Big turnout honors Bayless cause

By Jeff Birchfield

   A crowd in the hundreds that included probably the largest collection of head coaches ever in Upper East Tennessee turned out at Sutton Hall on the campus of Milligan College Saturday night to show their support for the Charlie and Jane Bayless Scholarship Fund.
   Besides a collection of football, basketball and baseball coaches ranging from Alan LeForce to Mike Lunsford, there were Warrior players from every decade of the Bayless era. Even a player from Bayless' one-year tenure at Jonesborough High School that started the 52-year head coaching stint, showed up to honor the coach.
   "I can't believe all the people I've seen over the years, even people who aren't a Warrior, that are here tonight," said Bayless. "This is great. I wished everyone could go through it. I wish we had a place in Johnson City and Elizabethton to have pictures of all the old teams up and all the coaches, so the young kids could see that."
   The large turnout was in large part to the prep work put forth by the scholarship committee. Richard Edens headed a group inviting guests, getting media interest and coordinating much of the fund-raising efforts.
   The fund, which is named in honor of the legendary Happy Valley basketball coach and his wife, was started to help Happy Valley students in their desire to acquire higher education.
   "That's great," said Bayless about the scholarship being named in his and his spouse's honor. "We just happened to come along at the right time and live for a long time. It could have been named for a number of people that are just as deserving."

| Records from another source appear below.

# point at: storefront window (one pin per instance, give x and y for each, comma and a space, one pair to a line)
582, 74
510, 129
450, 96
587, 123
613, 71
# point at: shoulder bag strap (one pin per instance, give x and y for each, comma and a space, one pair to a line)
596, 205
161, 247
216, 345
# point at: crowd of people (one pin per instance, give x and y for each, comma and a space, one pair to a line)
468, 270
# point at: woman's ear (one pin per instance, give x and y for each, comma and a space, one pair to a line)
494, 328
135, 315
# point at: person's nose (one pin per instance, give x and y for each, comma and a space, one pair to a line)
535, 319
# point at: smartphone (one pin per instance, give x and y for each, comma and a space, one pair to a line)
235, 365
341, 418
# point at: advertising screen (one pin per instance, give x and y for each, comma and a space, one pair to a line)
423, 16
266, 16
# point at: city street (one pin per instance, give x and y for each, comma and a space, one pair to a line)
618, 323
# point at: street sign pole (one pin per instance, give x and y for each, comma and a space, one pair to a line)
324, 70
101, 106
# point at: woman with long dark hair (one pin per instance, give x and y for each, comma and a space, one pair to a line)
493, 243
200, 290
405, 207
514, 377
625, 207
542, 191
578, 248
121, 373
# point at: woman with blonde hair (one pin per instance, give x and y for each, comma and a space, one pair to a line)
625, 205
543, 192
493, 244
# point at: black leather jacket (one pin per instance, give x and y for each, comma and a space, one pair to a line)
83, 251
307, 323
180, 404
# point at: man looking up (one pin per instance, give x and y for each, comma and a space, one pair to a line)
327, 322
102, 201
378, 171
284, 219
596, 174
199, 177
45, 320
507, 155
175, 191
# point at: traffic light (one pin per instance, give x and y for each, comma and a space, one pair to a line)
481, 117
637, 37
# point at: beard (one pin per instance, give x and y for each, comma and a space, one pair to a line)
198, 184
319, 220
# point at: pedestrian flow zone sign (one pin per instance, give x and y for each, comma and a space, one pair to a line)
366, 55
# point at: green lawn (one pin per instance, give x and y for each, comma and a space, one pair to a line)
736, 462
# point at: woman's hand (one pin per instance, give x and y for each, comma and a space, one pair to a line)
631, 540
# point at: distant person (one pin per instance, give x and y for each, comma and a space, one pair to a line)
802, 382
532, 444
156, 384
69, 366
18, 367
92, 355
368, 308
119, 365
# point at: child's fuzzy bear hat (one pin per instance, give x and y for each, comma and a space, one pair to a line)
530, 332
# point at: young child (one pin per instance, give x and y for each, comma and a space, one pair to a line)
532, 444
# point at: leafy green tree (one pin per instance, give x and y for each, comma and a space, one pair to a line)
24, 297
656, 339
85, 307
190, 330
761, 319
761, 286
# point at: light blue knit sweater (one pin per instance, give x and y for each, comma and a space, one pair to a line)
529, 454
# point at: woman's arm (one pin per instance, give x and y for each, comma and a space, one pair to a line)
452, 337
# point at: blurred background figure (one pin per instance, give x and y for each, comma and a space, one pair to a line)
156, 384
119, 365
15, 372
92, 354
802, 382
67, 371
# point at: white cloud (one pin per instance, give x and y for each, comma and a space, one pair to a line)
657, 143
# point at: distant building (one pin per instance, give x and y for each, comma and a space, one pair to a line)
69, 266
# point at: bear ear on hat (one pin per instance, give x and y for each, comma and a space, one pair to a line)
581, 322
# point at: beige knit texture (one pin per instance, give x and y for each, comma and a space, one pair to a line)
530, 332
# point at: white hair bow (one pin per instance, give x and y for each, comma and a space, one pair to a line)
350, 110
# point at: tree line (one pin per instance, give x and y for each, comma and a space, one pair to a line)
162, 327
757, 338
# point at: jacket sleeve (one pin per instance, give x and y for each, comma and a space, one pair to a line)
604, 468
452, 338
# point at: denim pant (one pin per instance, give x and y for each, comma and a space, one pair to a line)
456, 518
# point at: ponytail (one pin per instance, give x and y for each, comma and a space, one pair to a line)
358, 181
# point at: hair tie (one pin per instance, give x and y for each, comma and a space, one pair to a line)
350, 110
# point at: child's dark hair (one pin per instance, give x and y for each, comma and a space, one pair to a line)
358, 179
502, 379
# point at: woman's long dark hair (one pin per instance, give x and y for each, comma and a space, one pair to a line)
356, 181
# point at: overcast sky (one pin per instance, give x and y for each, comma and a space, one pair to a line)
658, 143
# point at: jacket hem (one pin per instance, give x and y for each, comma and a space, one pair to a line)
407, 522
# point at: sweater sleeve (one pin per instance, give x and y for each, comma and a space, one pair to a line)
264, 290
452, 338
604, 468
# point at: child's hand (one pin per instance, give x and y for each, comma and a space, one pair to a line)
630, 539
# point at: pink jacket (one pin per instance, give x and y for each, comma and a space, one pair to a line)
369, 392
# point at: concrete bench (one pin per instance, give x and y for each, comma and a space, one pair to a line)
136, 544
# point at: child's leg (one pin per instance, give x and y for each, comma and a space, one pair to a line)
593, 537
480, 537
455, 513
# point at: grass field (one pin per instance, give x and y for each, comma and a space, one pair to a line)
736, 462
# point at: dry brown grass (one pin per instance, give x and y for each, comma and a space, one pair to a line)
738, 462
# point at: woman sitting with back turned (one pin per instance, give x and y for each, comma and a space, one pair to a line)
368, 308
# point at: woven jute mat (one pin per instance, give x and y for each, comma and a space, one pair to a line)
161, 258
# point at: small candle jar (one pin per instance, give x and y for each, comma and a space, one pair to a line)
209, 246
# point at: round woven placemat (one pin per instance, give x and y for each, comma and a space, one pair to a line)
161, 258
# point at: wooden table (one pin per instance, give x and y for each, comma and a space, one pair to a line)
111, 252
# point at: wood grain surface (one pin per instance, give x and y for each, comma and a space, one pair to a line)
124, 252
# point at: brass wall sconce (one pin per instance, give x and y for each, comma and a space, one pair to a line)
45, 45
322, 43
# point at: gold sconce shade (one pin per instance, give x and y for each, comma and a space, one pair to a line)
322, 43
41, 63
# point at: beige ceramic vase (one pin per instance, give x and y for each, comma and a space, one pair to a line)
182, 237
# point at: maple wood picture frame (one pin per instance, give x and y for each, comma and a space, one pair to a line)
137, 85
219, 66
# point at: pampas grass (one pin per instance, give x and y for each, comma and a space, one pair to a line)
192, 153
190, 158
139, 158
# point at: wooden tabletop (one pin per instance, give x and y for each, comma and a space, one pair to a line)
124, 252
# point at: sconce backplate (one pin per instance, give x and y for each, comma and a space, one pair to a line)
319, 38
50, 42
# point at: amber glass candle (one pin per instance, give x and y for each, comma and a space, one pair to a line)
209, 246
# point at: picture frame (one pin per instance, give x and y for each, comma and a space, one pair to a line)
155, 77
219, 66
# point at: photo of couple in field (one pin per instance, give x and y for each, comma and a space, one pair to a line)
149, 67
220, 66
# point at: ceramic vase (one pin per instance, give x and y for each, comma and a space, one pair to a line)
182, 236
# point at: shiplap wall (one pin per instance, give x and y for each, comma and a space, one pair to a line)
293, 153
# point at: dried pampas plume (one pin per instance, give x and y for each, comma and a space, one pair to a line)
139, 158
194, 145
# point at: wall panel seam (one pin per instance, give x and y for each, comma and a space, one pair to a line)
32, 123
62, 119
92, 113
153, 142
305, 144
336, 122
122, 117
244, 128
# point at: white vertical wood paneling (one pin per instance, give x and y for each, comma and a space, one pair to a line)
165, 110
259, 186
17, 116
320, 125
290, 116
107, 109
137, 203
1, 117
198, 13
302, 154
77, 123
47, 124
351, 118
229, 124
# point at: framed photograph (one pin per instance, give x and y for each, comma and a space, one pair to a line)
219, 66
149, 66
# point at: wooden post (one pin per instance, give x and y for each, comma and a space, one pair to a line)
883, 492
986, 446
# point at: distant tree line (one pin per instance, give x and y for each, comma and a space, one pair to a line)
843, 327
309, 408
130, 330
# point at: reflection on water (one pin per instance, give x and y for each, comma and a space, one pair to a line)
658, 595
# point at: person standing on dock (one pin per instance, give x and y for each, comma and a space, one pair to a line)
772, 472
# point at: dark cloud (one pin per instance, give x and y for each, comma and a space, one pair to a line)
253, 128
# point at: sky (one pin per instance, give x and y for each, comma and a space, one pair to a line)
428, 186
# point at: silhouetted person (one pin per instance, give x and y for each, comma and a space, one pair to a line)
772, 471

   Guest speaker on this night was coach Sonny Smith, whose own basketball credentials includes conference championships at East Tennessee State, Auburn and Virginia Commonwealth and six Division 1 conference Coach of the Year awards. Now the co-host of a popular radio show, soon to be syndicated throughout the South, Smith returned to the Milligan campus found time to honor his longtime friend.
   "Coach Bayless is a legend," said Smith. "When I first started out, I did my practice teaching under him. He gave me tips about becoming a coach at that time. When I was at East Tennessee State, he would come and look over my team at the practices.
   "Charlie has always been a dear friend to me. I always like to come back here. I might live some other place, but I always will be a Carter County boy. I didn't come for money. I came because of Coach Bayless and what he has done for this community."
   Back in earlier days, Bayless would bring some of his Warrior players and let them scrimmage against the Milligan College teams that Smith played on.
   "Charlie would bring Bobby (Sams) and those guys over and we would play against them all the time," recounted Smith. "Think of the games that he was won. What a great man he has been.
   "You can tell it by the great family that he has. I like the fact that the scholarship is for a needy person. It doesn't have to be a basketball player. It doesn't have to be an athlete."
   However, Smith appreciates Bayless' dedication on the court and other fields of athletics. Bayless is the only coach in the history of the Watauga Conference to win championships in all four major sports - basketball, football, baseball and track.
   "Coaching is a tough profession," admitted Smith. "There's so many of the great coaches in East Tennessee, like Charlie Bayless, Jerry White and Bobby Snyder. You have to have a love for the game of basketball. You take the kids' dreams and visions and desires and turn them into reality. Coach Bayless and those guys did all that and turned it into solid achievement and commitment."
   Many rival coaches besides the aforementioned White and Snyder were in attendance. Among those was John Dyer, the current head basketball coach at Sullivan East High School. "It's been an awesome career for coach Bayless," said the Patriot coach. "It's been tremendous the many times, I've got to be around him. The four years I coached at Johnson County, it was such a big rivalry between Johnson County and Happy Valley. I learned so much in watching him."
   Warrior fans may recall it was Dyer's East team in the Arby's Classic that Bayless recorded his milestone 800th win against. "He didn't say much about it," recalled Dyer. "He's a great man. He just acted like it was any other win. That's what exciting about him. He's just so much fun to be around."
   Another person with a unique perspective on Bayless is Marty Street. Street was an All-State player on Bayless' 1974 State Championship team and is currently the head coach at David Crockett High School. "I think this is very deserving for coach Bayless," said Street. "He's touched so many lives, not only on the basketball court, but in the classroom and up and down the hallways at Happy Valley. This couldn't happen to a finer fellow than Coach Bayless."
   Those helping with the scholarship community were well pleased with the turnout and expressed they wanted to make clear the efforts aren't limited to athletes, but to any well deserving Happy Valley student needing help in going to college.